I am reminded of a conversation with a patient’s sister back in April. After exchanging introductions, I started off the conversation saying, “Tell me about your brother.” On the other side of the phone, she began to tell me eagerly about his calm personality, past career as an engineer, love for fishing and annual baking around Christmas time. Although his progressive deterioration brought significant limitations to their lives and family dynamic, they still found ways to share moments over meals, daily walks around the nursing home and occasional field trips downtown. All I had in front of me was the patient’s name, but I could picture his loving life through the tender voice of his sister.

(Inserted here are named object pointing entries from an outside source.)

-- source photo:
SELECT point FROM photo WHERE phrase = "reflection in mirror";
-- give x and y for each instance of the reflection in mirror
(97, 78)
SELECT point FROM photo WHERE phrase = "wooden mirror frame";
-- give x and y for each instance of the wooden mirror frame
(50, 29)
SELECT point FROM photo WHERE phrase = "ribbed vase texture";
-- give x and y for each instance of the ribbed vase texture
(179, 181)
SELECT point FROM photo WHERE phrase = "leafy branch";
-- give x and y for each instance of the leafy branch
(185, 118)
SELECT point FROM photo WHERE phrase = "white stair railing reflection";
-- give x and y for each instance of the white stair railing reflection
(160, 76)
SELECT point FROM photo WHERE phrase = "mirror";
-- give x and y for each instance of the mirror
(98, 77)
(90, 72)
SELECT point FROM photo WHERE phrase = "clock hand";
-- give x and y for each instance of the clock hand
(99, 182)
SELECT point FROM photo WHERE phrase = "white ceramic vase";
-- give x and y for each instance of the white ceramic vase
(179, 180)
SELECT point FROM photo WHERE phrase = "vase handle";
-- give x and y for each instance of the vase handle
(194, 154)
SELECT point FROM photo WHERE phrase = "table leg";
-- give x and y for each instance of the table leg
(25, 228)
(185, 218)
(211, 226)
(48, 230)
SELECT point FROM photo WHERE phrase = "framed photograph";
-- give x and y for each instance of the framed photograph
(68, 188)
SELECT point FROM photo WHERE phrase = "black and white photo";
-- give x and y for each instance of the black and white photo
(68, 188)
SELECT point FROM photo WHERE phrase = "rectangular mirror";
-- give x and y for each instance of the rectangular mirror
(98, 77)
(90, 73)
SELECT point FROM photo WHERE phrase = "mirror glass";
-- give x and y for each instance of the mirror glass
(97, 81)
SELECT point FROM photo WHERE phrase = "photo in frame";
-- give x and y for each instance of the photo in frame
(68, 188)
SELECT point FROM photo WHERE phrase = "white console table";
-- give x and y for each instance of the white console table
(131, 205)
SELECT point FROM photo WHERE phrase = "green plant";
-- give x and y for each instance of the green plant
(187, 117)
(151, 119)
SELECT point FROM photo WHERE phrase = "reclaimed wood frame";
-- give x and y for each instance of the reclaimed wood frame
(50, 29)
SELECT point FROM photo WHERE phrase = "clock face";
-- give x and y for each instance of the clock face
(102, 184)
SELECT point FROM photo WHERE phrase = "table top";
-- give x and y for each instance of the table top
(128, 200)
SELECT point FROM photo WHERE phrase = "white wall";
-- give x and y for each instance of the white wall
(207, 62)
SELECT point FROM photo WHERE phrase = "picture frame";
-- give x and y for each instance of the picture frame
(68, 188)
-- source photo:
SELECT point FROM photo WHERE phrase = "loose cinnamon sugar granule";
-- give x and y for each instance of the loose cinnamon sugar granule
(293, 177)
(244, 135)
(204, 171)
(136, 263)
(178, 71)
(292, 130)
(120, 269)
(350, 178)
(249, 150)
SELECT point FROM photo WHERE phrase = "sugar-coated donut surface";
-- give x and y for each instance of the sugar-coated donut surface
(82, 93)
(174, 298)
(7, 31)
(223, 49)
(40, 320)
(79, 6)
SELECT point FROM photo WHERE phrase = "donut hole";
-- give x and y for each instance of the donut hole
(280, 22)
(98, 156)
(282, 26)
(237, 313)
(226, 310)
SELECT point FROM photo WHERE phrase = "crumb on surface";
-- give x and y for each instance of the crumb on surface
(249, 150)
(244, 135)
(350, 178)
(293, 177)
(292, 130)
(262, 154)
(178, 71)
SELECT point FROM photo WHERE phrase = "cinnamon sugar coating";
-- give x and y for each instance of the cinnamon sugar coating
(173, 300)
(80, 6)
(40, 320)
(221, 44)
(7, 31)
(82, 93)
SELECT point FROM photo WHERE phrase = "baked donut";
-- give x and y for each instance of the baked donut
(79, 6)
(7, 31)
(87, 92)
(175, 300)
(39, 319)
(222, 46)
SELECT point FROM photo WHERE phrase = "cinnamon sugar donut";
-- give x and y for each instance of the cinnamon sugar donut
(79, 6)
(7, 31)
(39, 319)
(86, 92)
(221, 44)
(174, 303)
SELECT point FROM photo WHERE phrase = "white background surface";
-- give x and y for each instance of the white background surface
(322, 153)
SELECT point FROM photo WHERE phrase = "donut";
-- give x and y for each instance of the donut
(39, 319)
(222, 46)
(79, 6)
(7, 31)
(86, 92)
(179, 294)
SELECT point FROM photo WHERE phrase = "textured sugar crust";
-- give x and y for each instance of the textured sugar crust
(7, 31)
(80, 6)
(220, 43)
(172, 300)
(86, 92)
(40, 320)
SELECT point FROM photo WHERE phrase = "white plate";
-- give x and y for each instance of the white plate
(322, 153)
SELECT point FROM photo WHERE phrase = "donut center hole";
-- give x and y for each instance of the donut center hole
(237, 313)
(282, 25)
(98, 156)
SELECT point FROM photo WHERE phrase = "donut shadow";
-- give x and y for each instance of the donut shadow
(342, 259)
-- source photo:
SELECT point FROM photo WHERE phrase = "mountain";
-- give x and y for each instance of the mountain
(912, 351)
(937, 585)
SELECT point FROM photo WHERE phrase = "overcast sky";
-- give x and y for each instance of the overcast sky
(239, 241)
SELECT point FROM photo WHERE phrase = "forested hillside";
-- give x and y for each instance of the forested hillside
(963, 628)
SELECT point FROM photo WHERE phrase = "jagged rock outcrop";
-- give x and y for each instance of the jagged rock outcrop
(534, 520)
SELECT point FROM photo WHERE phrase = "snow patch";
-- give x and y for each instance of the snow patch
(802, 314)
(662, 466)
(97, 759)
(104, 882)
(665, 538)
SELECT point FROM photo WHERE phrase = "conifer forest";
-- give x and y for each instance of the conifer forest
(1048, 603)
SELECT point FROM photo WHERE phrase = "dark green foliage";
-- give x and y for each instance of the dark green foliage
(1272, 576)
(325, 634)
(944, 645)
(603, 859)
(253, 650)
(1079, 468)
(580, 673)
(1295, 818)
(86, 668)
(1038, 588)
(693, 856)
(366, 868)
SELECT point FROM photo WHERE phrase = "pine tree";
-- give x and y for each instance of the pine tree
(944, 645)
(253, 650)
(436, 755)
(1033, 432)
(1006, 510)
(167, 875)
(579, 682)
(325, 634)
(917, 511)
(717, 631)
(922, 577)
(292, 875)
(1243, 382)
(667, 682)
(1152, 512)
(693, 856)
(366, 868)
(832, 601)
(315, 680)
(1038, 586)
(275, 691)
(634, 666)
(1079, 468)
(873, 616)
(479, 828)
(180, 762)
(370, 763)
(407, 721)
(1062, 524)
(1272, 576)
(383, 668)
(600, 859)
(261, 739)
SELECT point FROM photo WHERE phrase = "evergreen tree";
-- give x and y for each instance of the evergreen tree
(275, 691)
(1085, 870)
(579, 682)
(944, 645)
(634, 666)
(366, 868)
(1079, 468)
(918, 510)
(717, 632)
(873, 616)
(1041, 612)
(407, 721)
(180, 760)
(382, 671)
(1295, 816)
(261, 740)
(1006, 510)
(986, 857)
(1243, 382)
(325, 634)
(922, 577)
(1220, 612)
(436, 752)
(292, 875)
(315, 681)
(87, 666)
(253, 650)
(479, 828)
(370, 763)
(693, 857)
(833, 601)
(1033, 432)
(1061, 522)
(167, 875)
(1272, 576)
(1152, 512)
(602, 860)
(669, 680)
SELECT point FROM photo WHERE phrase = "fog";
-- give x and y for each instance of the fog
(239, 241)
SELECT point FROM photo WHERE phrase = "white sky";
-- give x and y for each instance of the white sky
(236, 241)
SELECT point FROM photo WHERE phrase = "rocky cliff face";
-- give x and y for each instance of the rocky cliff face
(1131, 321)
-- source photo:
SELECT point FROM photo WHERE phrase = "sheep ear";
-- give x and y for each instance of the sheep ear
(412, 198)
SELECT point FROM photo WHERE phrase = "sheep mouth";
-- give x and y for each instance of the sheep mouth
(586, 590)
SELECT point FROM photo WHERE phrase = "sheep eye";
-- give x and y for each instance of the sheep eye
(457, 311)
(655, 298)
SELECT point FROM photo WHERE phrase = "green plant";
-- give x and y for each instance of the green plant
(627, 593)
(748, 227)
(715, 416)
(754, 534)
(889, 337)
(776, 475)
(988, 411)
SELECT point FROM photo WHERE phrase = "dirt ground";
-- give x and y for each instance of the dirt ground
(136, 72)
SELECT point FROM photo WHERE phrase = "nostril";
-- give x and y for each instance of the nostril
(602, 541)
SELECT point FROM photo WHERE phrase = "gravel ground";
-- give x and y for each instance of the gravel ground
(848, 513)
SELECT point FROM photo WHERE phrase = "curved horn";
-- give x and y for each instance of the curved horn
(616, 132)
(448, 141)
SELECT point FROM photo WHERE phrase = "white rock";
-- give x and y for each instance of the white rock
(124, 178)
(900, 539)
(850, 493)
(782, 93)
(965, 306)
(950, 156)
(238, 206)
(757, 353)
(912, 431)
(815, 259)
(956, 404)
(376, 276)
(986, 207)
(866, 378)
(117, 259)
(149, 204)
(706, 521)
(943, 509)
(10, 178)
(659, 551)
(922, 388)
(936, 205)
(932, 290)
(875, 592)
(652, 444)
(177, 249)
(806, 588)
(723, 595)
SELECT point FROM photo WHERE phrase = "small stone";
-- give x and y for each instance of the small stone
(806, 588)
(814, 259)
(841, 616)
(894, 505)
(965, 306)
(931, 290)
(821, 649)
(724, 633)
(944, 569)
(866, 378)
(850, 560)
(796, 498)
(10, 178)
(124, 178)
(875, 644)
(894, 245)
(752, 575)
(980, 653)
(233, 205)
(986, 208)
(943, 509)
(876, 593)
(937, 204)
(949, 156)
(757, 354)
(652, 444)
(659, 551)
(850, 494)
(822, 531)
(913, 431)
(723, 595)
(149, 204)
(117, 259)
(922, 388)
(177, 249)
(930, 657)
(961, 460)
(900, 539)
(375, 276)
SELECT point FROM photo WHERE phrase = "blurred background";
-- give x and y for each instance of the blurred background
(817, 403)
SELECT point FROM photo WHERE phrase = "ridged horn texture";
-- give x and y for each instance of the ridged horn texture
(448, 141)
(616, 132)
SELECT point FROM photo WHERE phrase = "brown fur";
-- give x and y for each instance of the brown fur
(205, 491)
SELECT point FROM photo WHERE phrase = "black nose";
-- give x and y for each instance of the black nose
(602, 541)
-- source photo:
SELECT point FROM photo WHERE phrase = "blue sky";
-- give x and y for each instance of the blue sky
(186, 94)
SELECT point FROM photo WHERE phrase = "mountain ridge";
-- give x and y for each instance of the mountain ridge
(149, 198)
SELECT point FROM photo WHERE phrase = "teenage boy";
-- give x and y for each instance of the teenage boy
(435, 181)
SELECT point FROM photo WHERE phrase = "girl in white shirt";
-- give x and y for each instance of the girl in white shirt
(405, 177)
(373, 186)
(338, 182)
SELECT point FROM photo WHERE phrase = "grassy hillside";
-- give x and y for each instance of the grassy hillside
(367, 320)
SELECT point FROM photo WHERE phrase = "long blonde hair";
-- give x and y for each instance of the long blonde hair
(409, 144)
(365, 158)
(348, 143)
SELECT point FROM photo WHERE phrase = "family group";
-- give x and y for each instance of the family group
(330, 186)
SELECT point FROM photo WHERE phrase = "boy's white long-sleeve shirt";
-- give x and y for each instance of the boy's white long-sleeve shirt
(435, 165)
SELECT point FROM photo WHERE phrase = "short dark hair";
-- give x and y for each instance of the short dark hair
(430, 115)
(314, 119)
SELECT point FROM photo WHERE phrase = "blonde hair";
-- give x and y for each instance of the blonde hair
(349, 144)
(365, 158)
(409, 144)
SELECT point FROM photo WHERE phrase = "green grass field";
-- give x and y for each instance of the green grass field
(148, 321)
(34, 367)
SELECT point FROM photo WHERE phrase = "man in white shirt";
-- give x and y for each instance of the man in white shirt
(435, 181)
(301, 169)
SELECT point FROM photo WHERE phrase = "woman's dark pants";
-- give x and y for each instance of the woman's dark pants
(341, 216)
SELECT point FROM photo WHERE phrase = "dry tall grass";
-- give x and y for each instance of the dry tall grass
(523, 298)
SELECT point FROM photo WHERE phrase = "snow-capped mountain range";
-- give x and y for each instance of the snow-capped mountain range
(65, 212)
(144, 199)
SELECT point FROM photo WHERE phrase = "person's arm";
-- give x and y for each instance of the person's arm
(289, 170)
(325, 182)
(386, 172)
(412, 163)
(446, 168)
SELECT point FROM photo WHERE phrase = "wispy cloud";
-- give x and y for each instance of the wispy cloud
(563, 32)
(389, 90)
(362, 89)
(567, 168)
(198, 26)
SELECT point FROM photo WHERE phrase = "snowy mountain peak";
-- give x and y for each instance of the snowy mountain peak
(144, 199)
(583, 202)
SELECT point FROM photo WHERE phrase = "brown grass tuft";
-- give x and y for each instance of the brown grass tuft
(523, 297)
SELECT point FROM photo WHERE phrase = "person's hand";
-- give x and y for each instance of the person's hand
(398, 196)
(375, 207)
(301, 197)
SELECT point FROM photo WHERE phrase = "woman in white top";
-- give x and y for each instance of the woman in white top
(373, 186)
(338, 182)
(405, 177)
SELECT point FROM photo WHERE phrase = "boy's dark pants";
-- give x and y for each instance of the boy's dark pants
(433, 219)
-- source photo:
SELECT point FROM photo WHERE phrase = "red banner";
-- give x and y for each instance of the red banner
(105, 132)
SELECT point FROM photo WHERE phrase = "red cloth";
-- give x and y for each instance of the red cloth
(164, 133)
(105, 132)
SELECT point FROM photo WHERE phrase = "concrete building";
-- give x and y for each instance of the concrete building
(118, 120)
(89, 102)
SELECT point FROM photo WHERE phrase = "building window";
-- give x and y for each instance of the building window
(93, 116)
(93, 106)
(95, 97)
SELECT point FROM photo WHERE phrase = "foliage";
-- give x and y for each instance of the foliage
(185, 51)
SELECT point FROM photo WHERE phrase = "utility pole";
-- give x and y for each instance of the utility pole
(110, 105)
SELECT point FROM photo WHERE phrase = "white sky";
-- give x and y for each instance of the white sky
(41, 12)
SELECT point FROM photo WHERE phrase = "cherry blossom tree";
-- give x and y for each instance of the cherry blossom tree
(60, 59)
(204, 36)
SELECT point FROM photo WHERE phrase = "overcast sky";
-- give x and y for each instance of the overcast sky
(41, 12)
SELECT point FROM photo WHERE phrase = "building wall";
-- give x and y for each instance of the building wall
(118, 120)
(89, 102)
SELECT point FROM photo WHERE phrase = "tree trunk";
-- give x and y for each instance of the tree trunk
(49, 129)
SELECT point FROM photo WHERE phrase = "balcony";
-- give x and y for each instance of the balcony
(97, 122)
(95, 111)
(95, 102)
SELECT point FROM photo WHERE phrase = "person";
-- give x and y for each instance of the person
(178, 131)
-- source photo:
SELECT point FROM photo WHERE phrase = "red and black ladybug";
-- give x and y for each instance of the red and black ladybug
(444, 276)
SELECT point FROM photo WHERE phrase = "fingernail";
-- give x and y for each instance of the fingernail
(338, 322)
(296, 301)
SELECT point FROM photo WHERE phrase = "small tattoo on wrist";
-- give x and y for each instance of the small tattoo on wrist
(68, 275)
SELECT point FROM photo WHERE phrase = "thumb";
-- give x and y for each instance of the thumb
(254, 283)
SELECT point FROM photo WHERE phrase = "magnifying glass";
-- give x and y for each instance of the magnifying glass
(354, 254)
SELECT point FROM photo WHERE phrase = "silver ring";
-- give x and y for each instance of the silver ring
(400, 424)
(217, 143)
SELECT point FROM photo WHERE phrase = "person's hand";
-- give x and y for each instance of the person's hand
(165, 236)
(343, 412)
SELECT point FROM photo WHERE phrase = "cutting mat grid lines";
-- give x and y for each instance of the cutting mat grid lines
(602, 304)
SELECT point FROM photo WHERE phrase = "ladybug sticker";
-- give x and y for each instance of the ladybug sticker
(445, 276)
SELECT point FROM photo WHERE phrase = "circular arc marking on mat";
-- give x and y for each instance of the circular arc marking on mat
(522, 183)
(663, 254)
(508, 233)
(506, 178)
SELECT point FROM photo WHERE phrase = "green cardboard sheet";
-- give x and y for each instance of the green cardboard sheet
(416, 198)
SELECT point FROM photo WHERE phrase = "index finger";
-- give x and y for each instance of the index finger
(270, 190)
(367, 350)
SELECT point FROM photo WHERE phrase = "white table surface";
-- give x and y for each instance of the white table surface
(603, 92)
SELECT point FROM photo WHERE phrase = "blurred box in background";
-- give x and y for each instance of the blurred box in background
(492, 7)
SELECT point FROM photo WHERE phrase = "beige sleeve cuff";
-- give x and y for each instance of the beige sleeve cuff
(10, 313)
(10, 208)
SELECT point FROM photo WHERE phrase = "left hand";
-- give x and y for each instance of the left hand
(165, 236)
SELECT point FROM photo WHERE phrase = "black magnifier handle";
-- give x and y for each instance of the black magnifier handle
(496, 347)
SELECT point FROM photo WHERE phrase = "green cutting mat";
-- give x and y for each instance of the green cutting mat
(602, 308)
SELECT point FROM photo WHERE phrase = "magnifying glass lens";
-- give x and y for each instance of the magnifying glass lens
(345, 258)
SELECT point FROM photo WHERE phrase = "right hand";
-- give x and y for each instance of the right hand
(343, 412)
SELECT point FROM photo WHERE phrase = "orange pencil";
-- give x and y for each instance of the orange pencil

When I introduced the POLST form and explained her role as the surrogate decision maker, I was met with a few seconds of silence. Then, the patient’s sister began to share her doubts over not knowing exactly what she should do for her brother. She also expressed guilt over potentially choosing comfort over aggressive measures that may indicate that she was “giving up” on him. After acknowledging her concerns, I said:
“Imagine your brother in his prime, standing at the foot of his own bed, watching himself sleeping in the nursing home. Imagine that he knows what we know about his medical condition. What would he tell us to do?”
This “Foot of the Bed” scenario, taught during volunteer training, aims to help families put themselves in the patient’s shoes. Instead of agonizing over what they should do for their loved one, families are encouraged to consider what the patient would have decided for oneself. This shift in perspective forms the fundamental core of surrogate decision making.
“My brother was never fond of hospitals. I know he would want to die comfortably…” she said. Over the next hour, we were able to decide on comfort measures which included Do Not Resuscitate (DNR) orders, no intravenous fluids or feeding tubes and only palliative antibiotics. Nearing the end of the conversation, the patient’s sister expressed a sense of relief for having had the conversation.
Through my work with the Dartmouth Centers for Health and Aging, I further refined my evolving understanding of resilience in the elderly and their families. The days and hours immediately preceding a death are undoubtedly some of the scariest. Yet, here were families setting their emotions aside and making challenging decisions in accordance with each patient’s values. By proactively addressing one’s physical, emotional and spiritual needs during the dying process, they were turning the final moment of vulnerability into one of resilience. Being part of this conversation and helping patients maintain agency through the end of life was truly humbling and inspiring.
As future health care providers, we are taught to cure disease and extend lives as much as possible. However, my work with the elderly over the years has taught me how important it is to pause and ask, “What matters to you?” For some patients, their goal is indeed to live as long as possible using the most advanced interventions, even if it means frequent visits to the hospital. There are others who prefer to manage their condition at the nursing home so long as they can enjoy their favorite meal and go on daily walks with their spouse. There are also those whose priorities are to maintain comfort and dignity on their deathbed surrounded by their loved ones at home. All of these surely are equally powerful and beautiful stories of resilience.